Robin Cook announces climate change challenge fund

British companies are being invited to contribute to the Climate Change Challenge Fund, a new initiative designed to make use of British expertise in clean technologies and renewable energies.


In announcing the joint DETR/Foreign Office initiative at the ERM Environment Forum, ‘Britain and the Global Environment’, Foreign Secretary Robin Cook said the fund would be used to help developing countries to build up their capacity to combine healthy growth with low emissions of greenhouse gases.

“To start it off the Foreign Office is putting half a million pounds into the fund,” Robin Cook told an audience of 250 business leaders and environmentalists. “We hope that British companies with an interest in energy and the environment will at least match this sum.”

Cook called for “models of economic development that are also environmentally sustainable.” Water resources, fish stocks, declining forests and the ozone layer were all issues that had to be addressed.

British Overseas Territories under threat included the British Antarctic Territory – “a barometer for climate change and atmospheric pollution” – The Pitcairns, home of the world’s best preserved coral atoll, and the Falklands where 22 species of whales and dolphins have been recorded.

“We will shortly be publishing a White Paper on Overseas Territories,” said Cook. “Our aims are to build sustainability and proper resource management into their economies, to protect their fragile eco-systems from further degradation, and to find viable alternatives to the depletion of scarce resources.”

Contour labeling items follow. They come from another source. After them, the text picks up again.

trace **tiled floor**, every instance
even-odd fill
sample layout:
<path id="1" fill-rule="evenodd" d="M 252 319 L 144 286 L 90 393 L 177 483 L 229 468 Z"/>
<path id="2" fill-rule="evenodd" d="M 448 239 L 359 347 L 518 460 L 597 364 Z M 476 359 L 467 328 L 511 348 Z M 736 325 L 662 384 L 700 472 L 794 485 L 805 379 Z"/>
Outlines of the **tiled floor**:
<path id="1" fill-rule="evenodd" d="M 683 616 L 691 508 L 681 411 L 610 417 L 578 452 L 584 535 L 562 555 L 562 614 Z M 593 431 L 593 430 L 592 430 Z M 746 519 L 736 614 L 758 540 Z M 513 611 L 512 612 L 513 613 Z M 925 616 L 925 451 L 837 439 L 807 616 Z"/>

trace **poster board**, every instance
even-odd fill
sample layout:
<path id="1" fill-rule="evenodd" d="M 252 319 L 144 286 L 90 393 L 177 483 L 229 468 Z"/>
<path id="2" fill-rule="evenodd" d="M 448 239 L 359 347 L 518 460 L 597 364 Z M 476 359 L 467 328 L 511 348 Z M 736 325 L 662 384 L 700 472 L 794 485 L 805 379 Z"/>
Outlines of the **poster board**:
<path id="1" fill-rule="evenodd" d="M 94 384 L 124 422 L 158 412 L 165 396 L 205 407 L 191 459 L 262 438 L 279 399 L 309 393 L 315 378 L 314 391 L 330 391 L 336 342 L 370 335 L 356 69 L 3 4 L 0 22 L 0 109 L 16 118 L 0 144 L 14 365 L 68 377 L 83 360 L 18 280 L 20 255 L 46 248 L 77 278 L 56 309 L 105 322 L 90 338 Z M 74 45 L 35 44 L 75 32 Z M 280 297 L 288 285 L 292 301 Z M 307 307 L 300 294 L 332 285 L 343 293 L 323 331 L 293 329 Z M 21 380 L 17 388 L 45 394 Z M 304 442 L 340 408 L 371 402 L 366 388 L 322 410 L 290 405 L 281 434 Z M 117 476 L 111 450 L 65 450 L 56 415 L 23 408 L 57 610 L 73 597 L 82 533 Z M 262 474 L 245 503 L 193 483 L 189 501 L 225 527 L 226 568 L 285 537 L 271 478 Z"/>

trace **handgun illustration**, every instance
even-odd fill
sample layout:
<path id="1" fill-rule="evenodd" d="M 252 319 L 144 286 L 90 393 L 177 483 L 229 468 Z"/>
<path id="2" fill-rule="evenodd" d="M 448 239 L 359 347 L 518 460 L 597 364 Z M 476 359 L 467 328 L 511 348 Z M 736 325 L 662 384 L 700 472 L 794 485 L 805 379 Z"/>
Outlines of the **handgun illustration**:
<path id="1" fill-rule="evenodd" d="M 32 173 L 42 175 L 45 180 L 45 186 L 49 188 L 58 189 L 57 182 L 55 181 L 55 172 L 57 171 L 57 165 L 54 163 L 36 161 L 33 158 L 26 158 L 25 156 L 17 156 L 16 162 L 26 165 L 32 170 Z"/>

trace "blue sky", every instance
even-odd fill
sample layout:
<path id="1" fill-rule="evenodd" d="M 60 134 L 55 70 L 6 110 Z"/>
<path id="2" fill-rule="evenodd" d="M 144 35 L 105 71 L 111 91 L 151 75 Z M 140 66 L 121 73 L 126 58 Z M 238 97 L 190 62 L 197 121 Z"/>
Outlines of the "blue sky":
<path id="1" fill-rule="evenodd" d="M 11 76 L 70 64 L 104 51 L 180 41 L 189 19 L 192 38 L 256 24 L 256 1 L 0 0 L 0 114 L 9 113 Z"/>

The Foreign Secretary also used the event to announce proposals for a new British-German forum on the environment. With his opposite number in Germany, Josschka Fischer, Mr Cook is proposing a forum “to bring together not just our governments but our non-governmental organisations and our businesses as well, to look at some of the strategic problems we face on the environment.”

Leading institutions and the European Union itself should continue to play their part in the cause of environmental protection, he said. “All institutions, from the European Union to the United Nations, should not only conduct full assessments of the impact of their activities on the environment, but open up their working in ways that are now the norm for international treaties on the environment.”